Des responsables de syndicats de police affirment que des "vigiles" de sociétés privées, proches d'Alexandre Benalla, ont été recrutés pour assurer la protection du chef de l'Etat. Mais le patron de la sécurité d'Emmanuel Macron et le secrétaire général de l'Elysée contestent ces allégations.

Article rédigé par Violaine Jaussent
France Télévisions
Publié Mis à jour
Temps de lecture : 4min
Le 18 juin 2017, Emmanuel Macron, quitte son domicile du Touquet (Pas-de-Calais), escorté par Alexandre Benalla, pour aller voter au second tour des législatives.  (ETIENNE LAURENT / EPA)

Des "barbouzes" chargés de la protection du président de la République ? C'est la stupéfiante déclaration d'Yves Lefebvre, secrétaire général Unité SGP-Police Force ouvrière et de la Fédération de syndicats du ministère de l'Intérieur (FSMI), mardi 24 juillet, lors de son audition réalisée dans le cadre de l'affaire Benalla. Comme d'autres syndicats de police, qui ont dénoncé des relations "exécrables" avec Alexandre Benalla, Yves Lefebvre s'est exprimé devant la commission des lois du Sénat. 

On a l'impression aujourd'hui d'être confronté à une police parallèle, dictée par certains, et je vais même employer un mot très fort, dont j'assume la complète responsabilité, à savoir est-ce que nous étions confrontés ni plus ni moins qu'à des barbouzes ?

Yves Lefebvre, secrétaire général Unité SGP-FO Police

devant le Sénat

Un peu plus tard, alors que les sénateurs lui posent des questions, Yves Lefebvre assure que les personnes qu'il désigne "sont des vigiles qui étaient employés par monsieur Benalla dans le cadre de la protection de la présidence de la République." Combien sont-ils ? Comment agissent-ils ? Le responsable syndical n'a pas été en mesure de le préciser mardi, mais assure qu'il reviendra avec des éléments tangibles vers le président de la commission des lois au Sénat, Philippe Bas. Ce dernier a d'ailleurs déclaré, à l'issue de l'audition, attendre des informations complémentaires.

Des questions sur la protection d'Emmanuel Macron au fort de Brégançon

Pourtant, le recrutement au sein du service qui assure la sécurité et la protection du chef de l'Etat est encadré par la loi.
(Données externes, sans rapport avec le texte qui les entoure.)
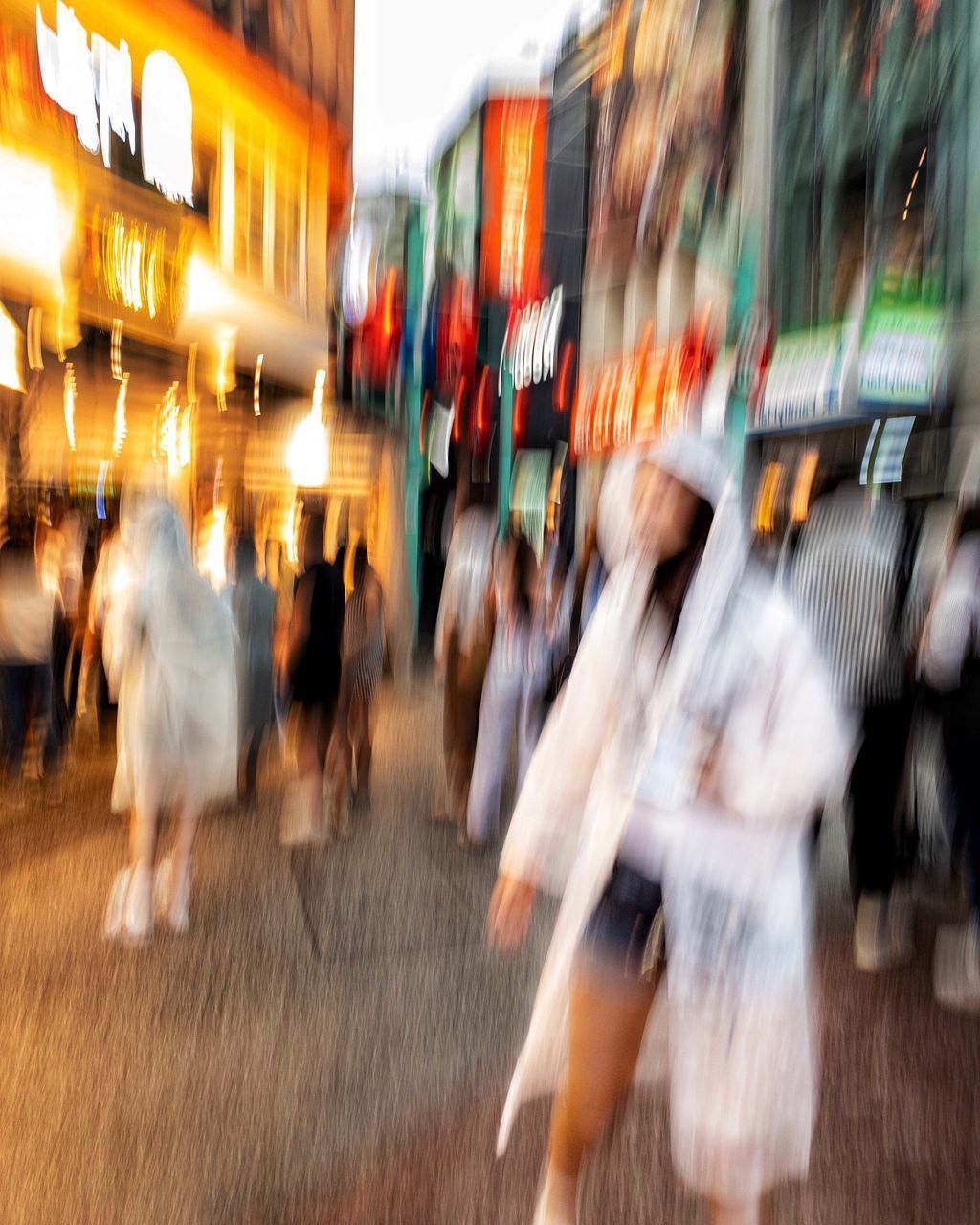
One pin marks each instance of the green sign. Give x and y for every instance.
(902, 357)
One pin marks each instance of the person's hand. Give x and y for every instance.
(510, 913)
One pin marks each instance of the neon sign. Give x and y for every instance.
(95, 84)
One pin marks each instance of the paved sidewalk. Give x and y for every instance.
(331, 1042)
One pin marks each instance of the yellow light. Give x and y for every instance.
(184, 437)
(805, 475)
(34, 357)
(306, 455)
(168, 424)
(70, 392)
(192, 372)
(212, 558)
(226, 379)
(768, 491)
(291, 533)
(115, 349)
(256, 402)
(10, 353)
(119, 420)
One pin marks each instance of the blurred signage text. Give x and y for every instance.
(93, 83)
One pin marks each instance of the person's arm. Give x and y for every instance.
(786, 744)
(543, 838)
(953, 621)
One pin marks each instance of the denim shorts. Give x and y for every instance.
(626, 928)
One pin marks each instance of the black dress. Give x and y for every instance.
(316, 678)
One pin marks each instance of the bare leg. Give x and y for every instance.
(607, 1023)
(363, 747)
(144, 828)
(311, 751)
(180, 874)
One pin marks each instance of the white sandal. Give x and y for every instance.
(127, 898)
(171, 908)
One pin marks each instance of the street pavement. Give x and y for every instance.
(331, 1042)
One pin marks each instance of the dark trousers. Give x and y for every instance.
(875, 786)
(965, 784)
(27, 696)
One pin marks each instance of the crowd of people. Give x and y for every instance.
(189, 681)
(683, 713)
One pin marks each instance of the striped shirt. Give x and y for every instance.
(847, 585)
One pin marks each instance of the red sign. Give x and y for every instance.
(642, 398)
(515, 138)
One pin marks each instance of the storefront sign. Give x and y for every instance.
(95, 84)
(804, 380)
(647, 396)
(515, 140)
(903, 358)
(532, 342)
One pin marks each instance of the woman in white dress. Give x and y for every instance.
(668, 804)
(169, 655)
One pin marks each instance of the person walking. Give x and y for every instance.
(314, 669)
(950, 665)
(170, 660)
(852, 586)
(27, 613)
(517, 678)
(253, 604)
(666, 804)
(363, 661)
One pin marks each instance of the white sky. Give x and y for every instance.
(415, 62)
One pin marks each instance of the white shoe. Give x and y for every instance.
(882, 931)
(956, 969)
(115, 909)
(171, 908)
(129, 914)
(558, 1202)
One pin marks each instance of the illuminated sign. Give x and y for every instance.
(515, 139)
(95, 84)
(530, 345)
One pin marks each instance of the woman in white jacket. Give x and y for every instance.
(668, 804)
(169, 653)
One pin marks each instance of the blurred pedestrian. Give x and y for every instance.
(666, 803)
(27, 611)
(363, 661)
(314, 669)
(109, 578)
(950, 664)
(513, 690)
(170, 660)
(462, 651)
(253, 604)
(852, 587)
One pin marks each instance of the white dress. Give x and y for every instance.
(169, 650)
(740, 1044)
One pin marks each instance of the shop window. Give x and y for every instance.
(844, 270)
(287, 236)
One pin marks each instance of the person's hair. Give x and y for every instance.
(245, 558)
(360, 565)
(672, 578)
(21, 533)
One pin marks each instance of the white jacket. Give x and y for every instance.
(742, 1032)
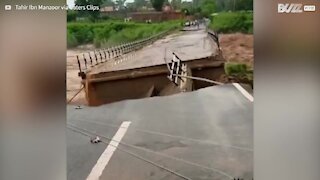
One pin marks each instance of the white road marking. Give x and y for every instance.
(243, 91)
(108, 152)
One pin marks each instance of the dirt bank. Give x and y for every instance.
(237, 47)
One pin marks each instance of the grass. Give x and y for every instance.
(239, 71)
(113, 32)
(230, 22)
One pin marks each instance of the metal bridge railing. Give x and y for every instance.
(99, 56)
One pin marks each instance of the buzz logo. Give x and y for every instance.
(290, 8)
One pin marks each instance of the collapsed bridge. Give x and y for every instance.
(140, 69)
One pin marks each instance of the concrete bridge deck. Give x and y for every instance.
(188, 45)
(205, 134)
(143, 73)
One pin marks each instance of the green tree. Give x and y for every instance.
(120, 4)
(92, 15)
(176, 4)
(157, 4)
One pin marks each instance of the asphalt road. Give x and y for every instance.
(204, 134)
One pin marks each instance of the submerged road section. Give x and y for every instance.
(204, 134)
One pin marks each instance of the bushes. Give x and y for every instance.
(228, 22)
(113, 32)
(238, 70)
(71, 40)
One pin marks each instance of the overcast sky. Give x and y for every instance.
(71, 2)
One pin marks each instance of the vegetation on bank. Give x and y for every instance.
(230, 22)
(109, 33)
(239, 72)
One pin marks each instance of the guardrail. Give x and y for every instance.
(96, 57)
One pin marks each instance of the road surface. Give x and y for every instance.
(204, 134)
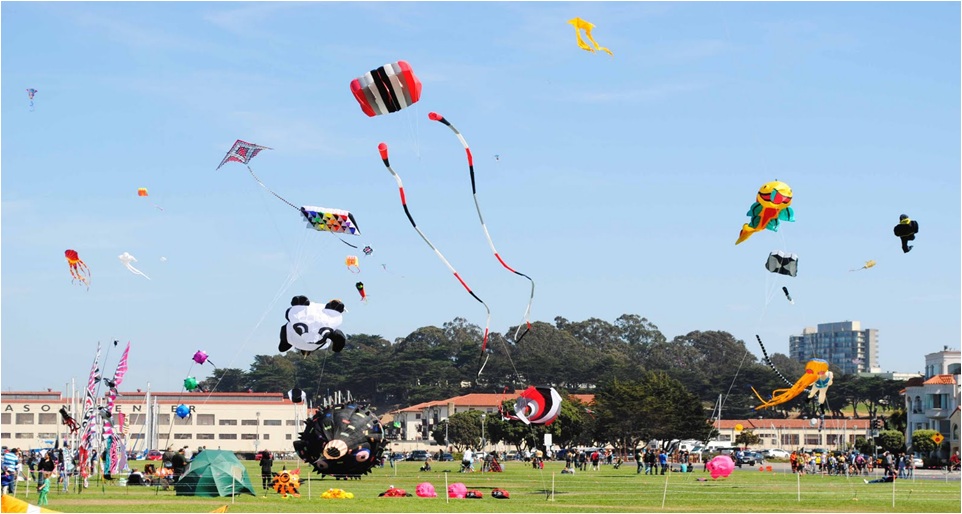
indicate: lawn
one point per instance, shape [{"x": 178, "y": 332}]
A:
[{"x": 608, "y": 490}]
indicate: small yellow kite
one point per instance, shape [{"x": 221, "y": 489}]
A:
[{"x": 580, "y": 25}]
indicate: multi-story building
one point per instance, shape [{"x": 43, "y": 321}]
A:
[
  {"x": 240, "y": 422},
  {"x": 844, "y": 345},
  {"x": 932, "y": 402}
]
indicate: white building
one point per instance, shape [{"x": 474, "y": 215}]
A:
[{"x": 933, "y": 402}]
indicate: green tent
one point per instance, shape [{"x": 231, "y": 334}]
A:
[{"x": 214, "y": 473}]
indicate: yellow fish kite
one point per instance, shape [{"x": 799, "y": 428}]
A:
[{"x": 586, "y": 26}]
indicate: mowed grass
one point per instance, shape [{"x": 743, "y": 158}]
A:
[{"x": 608, "y": 490}]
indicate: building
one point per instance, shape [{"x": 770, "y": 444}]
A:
[
  {"x": 844, "y": 345},
  {"x": 240, "y": 422},
  {"x": 932, "y": 402},
  {"x": 415, "y": 423}
]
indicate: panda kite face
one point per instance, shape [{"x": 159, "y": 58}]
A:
[{"x": 312, "y": 326}]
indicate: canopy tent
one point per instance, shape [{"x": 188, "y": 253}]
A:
[{"x": 215, "y": 473}]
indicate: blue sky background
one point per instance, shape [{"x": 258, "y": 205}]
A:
[{"x": 621, "y": 186}]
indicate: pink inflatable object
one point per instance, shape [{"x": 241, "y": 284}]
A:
[
  {"x": 721, "y": 466},
  {"x": 426, "y": 490},
  {"x": 457, "y": 490}
]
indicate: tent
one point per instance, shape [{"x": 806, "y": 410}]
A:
[{"x": 214, "y": 473}]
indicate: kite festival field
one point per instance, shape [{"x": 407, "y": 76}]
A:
[{"x": 607, "y": 490}]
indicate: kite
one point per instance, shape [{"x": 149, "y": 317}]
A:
[
  {"x": 906, "y": 230},
  {"x": 771, "y": 206},
  {"x": 190, "y": 384},
  {"x": 580, "y": 25},
  {"x": 342, "y": 440},
  {"x": 287, "y": 483},
  {"x": 68, "y": 420},
  {"x": 721, "y": 466},
  {"x": 351, "y": 262},
  {"x": 200, "y": 357},
  {"x": 474, "y": 192},
  {"x": 296, "y": 395},
  {"x": 782, "y": 263},
  {"x": 382, "y": 149},
  {"x": 126, "y": 259},
  {"x": 387, "y": 89},
  {"x": 78, "y": 268},
  {"x": 311, "y": 326},
  {"x": 787, "y": 295},
  {"x": 536, "y": 405}
]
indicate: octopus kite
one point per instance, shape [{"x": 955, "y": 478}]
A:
[
  {"x": 78, "y": 269},
  {"x": 771, "y": 206}
]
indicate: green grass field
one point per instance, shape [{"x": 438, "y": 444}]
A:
[{"x": 608, "y": 490}]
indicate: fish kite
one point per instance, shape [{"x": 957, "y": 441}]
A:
[
  {"x": 906, "y": 230},
  {"x": 785, "y": 290},
  {"x": 126, "y": 259},
  {"x": 382, "y": 149},
  {"x": 782, "y": 263},
  {"x": 771, "y": 206},
  {"x": 78, "y": 269},
  {"x": 474, "y": 191},
  {"x": 868, "y": 264},
  {"x": 536, "y": 405},
  {"x": 387, "y": 89},
  {"x": 351, "y": 262},
  {"x": 580, "y": 25}
]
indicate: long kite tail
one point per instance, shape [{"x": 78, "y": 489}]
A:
[
  {"x": 769, "y": 362},
  {"x": 382, "y": 148},
  {"x": 474, "y": 192}
]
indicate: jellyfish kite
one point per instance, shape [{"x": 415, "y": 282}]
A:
[
  {"x": 772, "y": 205},
  {"x": 351, "y": 262},
  {"x": 906, "y": 230},
  {"x": 580, "y": 25},
  {"x": 78, "y": 268},
  {"x": 200, "y": 357},
  {"x": 387, "y": 89},
  {"x": 536, "y": 405},
  {"x": 126, "y": 259},
  {"x": 342, "y": 440}
]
Il s'agit du Groupe de sécurité de la présidence de la République (GSPR), composé de 77 personnes, à la fois des gendarmes et des policiers. Les premiers sont issus de la Force sécurité protection du GIGN, les seconds du Service de la protection (SDLP) de la police. La sélection se fait seulement en interne, sur épreuves, et le recrutement est validé en commission administrative, comme l'explique la police nationale sur son site internet. Un processus confirmé à franceinfo par une source policière.

Malgré tout, Daniel Chomette, secrétaire général délégué Unité SGP-Police FO FSMI, également auditionné au Sénat, aux côtés d'Yves Lefebvre, persiste et signe. "Alexandre Benalla souhaitait s'entourer de personnes de son entourage pour assurer la protection d'Emmanuel Macron au fort de Brégançon [lieu officiel de villégiature du président de la République]. C'est pour cela qu'on parle de police parallèle", explique-t-il à franceinfo mercredi matin. 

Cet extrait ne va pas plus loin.